For the latter, they recommend a sort of food stamp program for homeowners. Insurance buyers in need of financial assistance would get vouchers from the government, not artificially suppressed rates.
For the former principle, how's an all-hazards insurance policy that would allow insurers to charge appropriate rates depending on the region and the nearest, greatest hazard? Such policies would also clean up a lot of post-CAT legal messes: e.g., the wind-water debate that still makes policyholders hate insurers across the Gulf.
At the very least, remove the regulatory shackles on wind policies, the authors say. With the number-crunching and data tables that fill a good number of the pages of the book, the authors show that, if homeowner insurers were just allowed to charge risk-based rates, they would be able to bring in enough capital to cover all hurricanes without reinsurance, with the one exception of a 500-year-event in Florida.
Some of Michel-Kerjan and Kunreuther's other recommendations are already being bandied about by lawmakers, public policy groups and insurers, such as a coastal hurricane zone where rates would be regulated at the federal level, an auction of federal reinsurance contracts, and a system of state and national catastrophe funds.
Perhaps the biggest takeaway from the book should be the authors' anxiety that the tables have turned in favor of Mother Nature (and men bent on destruction). It's not a matter of climate change or the impending end of the Mayan calendar in 2012. No, as you'd expect from Wharton folks, it's a numbers game in our interconnected economy.
"When one expands the lens to include a state or country or the global community, catastrophic risks have a much higher likelihood of occurring," they write.

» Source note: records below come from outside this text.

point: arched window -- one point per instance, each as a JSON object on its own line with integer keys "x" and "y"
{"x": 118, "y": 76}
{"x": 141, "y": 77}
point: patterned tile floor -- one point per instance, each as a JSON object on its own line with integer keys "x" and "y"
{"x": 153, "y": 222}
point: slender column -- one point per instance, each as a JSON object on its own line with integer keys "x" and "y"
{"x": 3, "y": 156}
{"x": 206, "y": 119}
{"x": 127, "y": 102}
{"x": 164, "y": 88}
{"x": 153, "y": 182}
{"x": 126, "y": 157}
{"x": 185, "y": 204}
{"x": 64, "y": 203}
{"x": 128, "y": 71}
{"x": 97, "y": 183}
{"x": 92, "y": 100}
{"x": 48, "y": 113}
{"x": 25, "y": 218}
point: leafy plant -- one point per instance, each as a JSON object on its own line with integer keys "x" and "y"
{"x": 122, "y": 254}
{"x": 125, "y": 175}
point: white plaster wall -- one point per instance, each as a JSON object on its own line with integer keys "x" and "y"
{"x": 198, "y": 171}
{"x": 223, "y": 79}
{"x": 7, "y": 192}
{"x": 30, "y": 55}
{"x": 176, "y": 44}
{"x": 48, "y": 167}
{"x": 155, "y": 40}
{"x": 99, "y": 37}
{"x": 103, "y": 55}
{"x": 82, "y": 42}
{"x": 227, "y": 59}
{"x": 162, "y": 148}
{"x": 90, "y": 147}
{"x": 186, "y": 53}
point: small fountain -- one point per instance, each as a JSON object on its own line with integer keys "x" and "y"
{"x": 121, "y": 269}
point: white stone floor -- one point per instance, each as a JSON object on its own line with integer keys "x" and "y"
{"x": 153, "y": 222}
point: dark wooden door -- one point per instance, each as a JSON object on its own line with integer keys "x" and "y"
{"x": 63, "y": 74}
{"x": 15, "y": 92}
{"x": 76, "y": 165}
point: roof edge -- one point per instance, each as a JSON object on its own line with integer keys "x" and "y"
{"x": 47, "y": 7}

Perhaps the biggest downside is that the book fails to reach out to corporate and public risk managers. Sure, sure, this catastrophe question on the surface is largely a homeowners thing. But shouldn't an energy company in Houston or a hospitality company in Florida be concerned about employees moving inland en masse because they can't afford insurance--or because their homes were leveled by storm surge and there's no money to rebuild?
Still, risk managers (along with their brokers and insurers) can get something out of the book, at the very least to load up on the professors' excessive data to bring to the next C-suite meeting with the aim of convincing bosses of the need for further CAT risk mitigation and demonstrating where not to build that new facility in Florida.
Don't let the at times academic, textbook tone get in your way. The book does have "key findings" and conclusions for each chapter for speed readers.
At the very best, the book should be a call to arms for risk managers and the organizations that represent them to get involved in the local and national catastrophe debate, if they are not already. And to, please, stop being a NIMTOF.